On craint toujours quand les classiques de la littérature, notamment jeunesse, sont adaptés sur grand écran. Généralement cela donne des œuvres cinématographiques au mieux sympathiques, au pire un peu niaises. Mais, d’une part, Les malheurs de Sophie n’est pas un livre comme les autres : son héroïne n’a rien de gentillet. D’autre part, Christophe Honoré fait ici sa première incursion dans un cinéma familial, et, heureusement, il n’a pas perdu son style en route. Pour notre plus grand bonheur, ces Malheurs sont même réjouissants.

La musique d’Alex Beaupain envoûte avec ses élans romantiques et ses mélopées nuancées. La caméra rejette toute forme de plans académiques et s’attachent à des gros plans sur des visages, des gestes, des mouvements naturels et des jeux de regards. Et puis, enfin, le réalisateur s’autorise des libertés formelles, comme galvanisé par les bêtises de son personnage. Apartés de certains acteurs, chanson finale de comédie musicale, raccourci narratif en rendant vivant des tableaux, animaux en animation (au moins on est certain qu’ils n’ont pas soufferts pendant le tournage), et séquences oniriques ou baroques où la rêverie et l’imaginaire (son cousin en cowboy, l’enterrement presque andalous) sont illustrés sans rompre avec le reste du récit.
On l’aura compris, Les Malheurs de Sophie est un film malin, décalé, qui ne dénature pas le livre de la Comtesse de Ségur et lui donne un cachet particulier, pour ne pas dire singulier.
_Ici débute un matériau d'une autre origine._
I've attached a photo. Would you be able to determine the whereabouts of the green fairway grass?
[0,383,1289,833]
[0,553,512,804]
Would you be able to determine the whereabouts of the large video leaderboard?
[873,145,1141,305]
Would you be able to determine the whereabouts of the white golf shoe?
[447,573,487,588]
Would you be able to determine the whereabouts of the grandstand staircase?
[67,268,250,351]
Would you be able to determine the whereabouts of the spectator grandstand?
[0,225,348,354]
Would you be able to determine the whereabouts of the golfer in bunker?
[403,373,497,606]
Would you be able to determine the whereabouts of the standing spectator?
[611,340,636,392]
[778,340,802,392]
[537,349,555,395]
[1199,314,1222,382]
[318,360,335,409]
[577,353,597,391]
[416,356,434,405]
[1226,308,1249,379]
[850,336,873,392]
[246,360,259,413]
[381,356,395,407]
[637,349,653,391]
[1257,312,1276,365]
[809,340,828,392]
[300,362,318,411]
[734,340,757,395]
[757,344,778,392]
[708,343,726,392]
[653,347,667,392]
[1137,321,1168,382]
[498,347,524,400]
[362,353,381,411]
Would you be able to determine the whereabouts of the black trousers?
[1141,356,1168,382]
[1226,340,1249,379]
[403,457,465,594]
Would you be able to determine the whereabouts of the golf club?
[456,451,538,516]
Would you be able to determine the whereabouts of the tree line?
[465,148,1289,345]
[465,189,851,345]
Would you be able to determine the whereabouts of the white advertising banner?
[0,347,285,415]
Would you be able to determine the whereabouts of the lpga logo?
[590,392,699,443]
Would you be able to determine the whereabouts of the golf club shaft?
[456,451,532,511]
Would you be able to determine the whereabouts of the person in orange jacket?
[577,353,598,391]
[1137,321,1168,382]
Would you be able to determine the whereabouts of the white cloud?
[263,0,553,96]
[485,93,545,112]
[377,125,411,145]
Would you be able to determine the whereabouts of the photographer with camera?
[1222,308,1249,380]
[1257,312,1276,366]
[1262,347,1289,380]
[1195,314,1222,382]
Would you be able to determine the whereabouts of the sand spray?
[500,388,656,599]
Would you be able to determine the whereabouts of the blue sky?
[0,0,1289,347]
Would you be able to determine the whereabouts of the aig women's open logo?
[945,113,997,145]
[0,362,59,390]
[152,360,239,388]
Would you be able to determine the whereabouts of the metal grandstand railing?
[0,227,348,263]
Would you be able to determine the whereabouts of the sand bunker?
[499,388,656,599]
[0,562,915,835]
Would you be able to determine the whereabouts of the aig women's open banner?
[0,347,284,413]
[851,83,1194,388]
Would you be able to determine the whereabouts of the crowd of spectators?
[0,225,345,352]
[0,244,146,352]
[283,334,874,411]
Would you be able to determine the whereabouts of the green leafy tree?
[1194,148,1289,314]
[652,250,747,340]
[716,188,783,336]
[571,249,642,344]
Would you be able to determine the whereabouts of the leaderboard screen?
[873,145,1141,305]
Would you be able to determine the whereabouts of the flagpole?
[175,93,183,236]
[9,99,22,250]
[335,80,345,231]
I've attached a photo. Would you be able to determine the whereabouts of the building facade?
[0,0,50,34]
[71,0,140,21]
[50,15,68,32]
D’autant qu’Honoré a trouvé une Sophie idéale, pouponne tout en sachant jouer : cruelle, peste, délatrice, provocatrice, insupportable, désobéissante, obstinée, insolente, effrontée, menteuse, voleuse, bref la sale gosse par excellence. Jamais personnage romanesque n’a porté aussi mal son prénom puisque Sophie signifie sagesse, normalement.

Trois mères

Au delà de ce rôle clef, tout le casting de ce film très féminin est parfaitement choisi. Quelle belle idée de prendre Golshifteh Farahani dans le rôle d’une mère aussi belle qu’étrangère, dépressive sans le dire, Anaïs Demoustier en douce voisine qui ne se sépare pas d’une amie pour éduquer les enfants sans les hommes et la trop rare Muriel Robin en mère adoptive acariâtre, sorte de Folcoche sortie de chez Tim Burton avec ses grosses perruques, qui reproduit son désamour en l’infligeant à la gamine (et s’offre quelques répliques savoureuses sur son ton sec inimitable). Mais si les femmes ont le pouvoir et les pères sont absents, n’oublions pas les seconds-rôles masculins, de Michel Fau en curé sinophile, à David Prat, fantasme du jardinier sexy.

Car, la vie n’étant pas un long fleuve tranquille, le scénario nous mène de ce château paisible où règne la terreur d’une petite fille capricieuse et indocile à une tragédie qui la rend orpheline. L’hiver remplace l’été. Les bêtises n’ont plus lieu d’être et la punition a des airs de calvaire permanent.

Rythmé, enjoué, virevoltant le film devient, entre les mains de Christophe Honoré, un hymne à l’enfance qui donne le droit d’être irresponsable, imaginatif, festif, insouciant. Le droit d’être aimé et pardonné, plutôt que d’être brutalisé et sanctionné. Avec de dernier tiers où la petite Sophie est confrontée à une « ogresse » des sentiments, Honoré parvient à nous la rendre aimable et attendrissante, et même touchante. Jusqu’au générique de fin, le cinéaste est inspiré et livre ici son plus joli film, variant les tonalités et mélangeant les genres avec aisance. Il n’est jamais aussi doué que lorsqu’il flirte avec le cinéma de Jacques Demy, où les petits ou grands drames n’empêchent pas un formalisme assez joyeux.